The `asym_laplace`

has three parameters of interest: `location`

, `scale`

, and `quantile`

(point of interest/evaluation; asymmetry parameter). Apart from the obvious need to set the quantile value, location and scale are typically assumed to be 0 and 1, respectively. Would any other values for those two parameters be meaningful, in particular, if one wishes to define a conservative model? If so, how can this be achieved? Any example would be welcomed.

Thanks!

@striatum hello, in the parameterization used in brms, the location parameter `mu`

for the asymmetric Laplace corresponds to the predicted value of the selected quantile. So the ‘standard’ asymmetric Laplace with `location = 0`

and `quantile = 0.5`

is symmetric with its median at 0, whereas with `location = 1`

, it is symmetric but with its median at 1. The coefficients of a simple quantile regression model in brms therefore represent shifts in the location of the selected quantile. You could verify this using the `dasym_laplace()`

function from brms. Priors for parameters influencing `location`

should be fairly simple to set, including weak priors, because they are analogous to priors for the location in linear (Gaussian) models.

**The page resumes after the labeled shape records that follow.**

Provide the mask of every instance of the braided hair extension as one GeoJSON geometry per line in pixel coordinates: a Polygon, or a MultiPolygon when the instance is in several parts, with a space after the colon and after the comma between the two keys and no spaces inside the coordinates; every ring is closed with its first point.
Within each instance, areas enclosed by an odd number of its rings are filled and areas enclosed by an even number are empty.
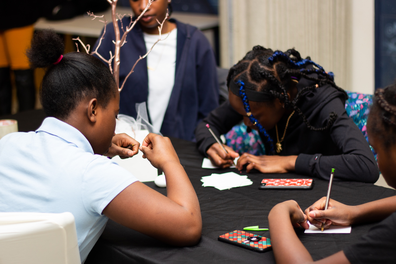
{"type": "Polygon", "coordinates": [[[396,83],[385,89],[377,89],[373,101],[368,127],[388,149],[396,143],[396,83]]]}
{"type": "Polygon", "coordinates": [[[237,83],[240,85],[239,86],[239,95],[242,98],[242,101],[244,104],[244,108],[245,108],[245,111],[246,111],[249,120],[250,120],[250,122],[251,122],[252,124],[257,126],[259,128],[260,132],[262,133],[265,137],[267,140],[267,142],[270,146],[270,153],[272,154],[275,153],[274,149],[274,141],[271,138],[268,133],[267,133],[264,128],[263,127],[261,124],[259,122],[259,121],[256,119],[253,115],[252,115],[251,112],[250,112],[250,106],[249,105],[249,101],[248,101],[248,97],[246,96],[246,94],[245,92],[245,89],[244,88],[245,84],[243,82],[241,81],[238,81],[237,83]]]}
{"type": "MultiPolygon", "coordinates": [[[[334,75],[332,73],[326,72],[323,67],[312,61],[309,57],[302,59],[299,53],[294,49],[289,50],[286,52],[279,50],[274,52],[270,49],[261,46],[255,46],[230,70],[227,78],[227,86],[229,87],[231,81],[238,82],[238,81],[241,81],[239,83],[240,85],[244,84],[244,89],[258,92],[265,90],[272,95],[272,99],[278,98],[284,104],[285,108],[293,108],[301,117],[308,128],[314,131],[321,131],[329,129],[337,119],[337,115],[334,112],[330,113],[325,126],[313,127],[297,106],[297,103],[303,95],[324,85],[330,84],[344,93],[346,98],[348,98],[346,92],[334,83],[334,75]],[[317,78],[308,76],[314,73],[317,74],[317,78]],[[301,89],[294,99],[290,101],[286,87],[293,85],[293,79],[296,78],[298,79],[304,78],[315,82],[316,84],[301,89]]],[[[245,102],[243,96],[243,94],[240,94],[245,106],[247,103],[245,102]]],[[[246,94],[244,96],[246,97],[246,94]]],[[[246,102],[248,99],[246,99],[246,102]]],[[[252,122],[254,123],[254,122],[252,122]]],[[[257,124],[256,125],[257,126],[257,124]]],[[[263,128],[262,129],[263,132],[265,131],[263,128]]],[[[270,145],[272,140],[268,139],[269,136],[267,138],[266,132],[265,134],[263,132],[261,132],[264,134],[270,145]]]]}

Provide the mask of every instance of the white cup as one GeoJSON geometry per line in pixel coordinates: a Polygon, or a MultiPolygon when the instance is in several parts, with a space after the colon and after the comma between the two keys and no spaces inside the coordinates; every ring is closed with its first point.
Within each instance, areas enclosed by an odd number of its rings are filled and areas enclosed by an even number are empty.
{"type": "Polygon", "coordinates": [[[0,119],[0,139],[7,134],[18,132],[18,122],[13,119],[0,119]]]}

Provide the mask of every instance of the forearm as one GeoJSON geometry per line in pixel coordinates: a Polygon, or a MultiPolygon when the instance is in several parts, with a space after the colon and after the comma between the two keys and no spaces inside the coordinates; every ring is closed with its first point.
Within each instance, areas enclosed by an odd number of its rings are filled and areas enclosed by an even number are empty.
{"type": "Polygon", "coordinates": [[[187,230],[186,236],[190,233],[199,240],[202,229],[201,209],[188,176],[179,163],[167,163],[162,169],[166,180],[167,197],[181,207],[177,209],[178,218],[181,220],[178,228],[187,230]]]}
{"type": "Polygon", "coordinates": [[[166,179],[167,196],[190,210],[200,210],[195,191],[179,163],[167,163],[162,168],[166,179]]]}
{"type": "Polygon", "coordinates": [[[396,211],[396,196],[354,207],[352,224],[383,220],[396,211]]]}
{"type": "Polygon", "coordinates": [[[296,235],[287,207],[283,203],[276,205],[270,212],[268,221],[271,243],[277,263],[305,263],[312,261],[296,235]]]}
{"type": "Polygon", "coordinates": [[[373,157],[370,159],[355,154],[324,156],[302,154],[296,160],[296,172],[324,180],[329,179],[333,168],[336,170],[335,178],[338,180],[373,183],[379,175],[373,157]]]}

In quantile regression applications the `scale`

has no direct interpretation, because generally the asymmetric Laplace is used as a working likelihood (the response is not being proposed to be conditionally asymmetric Laplace distributed); in some implementations the scale parameter is fixed, with some implications for interpreting the posteriors. Good information here (https://doi.org/10.1111/insr.12114).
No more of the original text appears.